Nor does the royal commission think there’s nothing left to learn, and its witness list this week suggests Gillard is a particular focus of its inquiries.

It includes the Fair Work Commissioner Ian Cambridge who, ever since he was an AWU national secretary in the 1990s, has demanded such an inquiry into the scandal he tried to uncover.

There’s also Olive Palmer, a paralegal working with Gillard at Slater & Gordon when Gillard advised on the slush fund, attended an auction of the house her boyfriend bought with the fund’s cash, and witnessed a power of attorney relating to the sale.

Then there’s Konstantinos Spyridis, the builder who worked on Gillard’s renovations.

There’s another tradesman, Athol James, who also worked on Gillard’s house and from whom, Gillard later told worried partners at Slater & Gordon, she couldn’t recall getting an invoice.

There’s Wayne Hem, the AWU official who told The Australian he’d paid $5000 from Wilson into Gillard’s bank account.

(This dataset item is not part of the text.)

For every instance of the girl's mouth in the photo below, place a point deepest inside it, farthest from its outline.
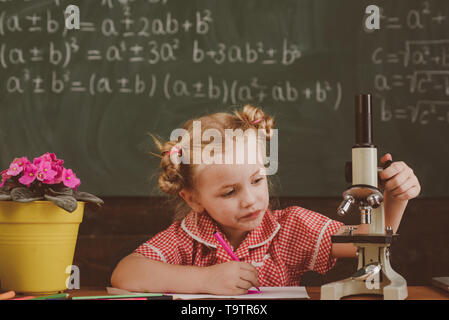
(252, 215)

Of course, just because the royal commission is calling these witnesses does not mean allegations against Gillard have any substance. The witnesses may all clear her.

But it does suggest there is much still to find out — on oath — that so many journalists were strangely disinclined to learn.

It wasn’t just the ABC. Channel Nine’s Laurie Oakes declared Gillard had “answered every question” about the scandal. Michelle Grattan, the Fairfax veteran, claimed “her answers were credible”.

Sky News presenter Peter van Onselen told Gillard: “I believe you that you did nothing wrong.”

And this has been going on since 2007, when The Australian’s Glenn Milne became one of the rare journalists to mention the scandal.

Gillard told her biographer Jacqueline Kent: “Over the next two or three days, I received phone calls from many of the biggest names in the Canberra press gallery expressing absolute disbelief that such things were said (by Milne).

“Nobody followed up the story. It just died.”

And almost no journalists protested, either, when Milne was later dumped as an ABC commentator — and Michael Smith sacked as a Fairfax radio host — for trying to cover Gillard’s role again.

Well, now there are two scandals which need answers.

One centres on the slush fund. The other is that many senior journalists of the Left didn’t just ignore this story, but helped to nearly bury it.

heraldsun.com.au 9 Jun 2014

The ex prime minister's crimes are of major significance to such an extent that they are hushed by all involved including the policy enforcers (police).

Julia Gillard has committed enough offences to be charged with TREASON, but the authorities are doing NOTHING about it.

These actions show that the corruption is deep within the system, including Victoria Police.

Another win for the corrupt government at large, and fraudulently in power.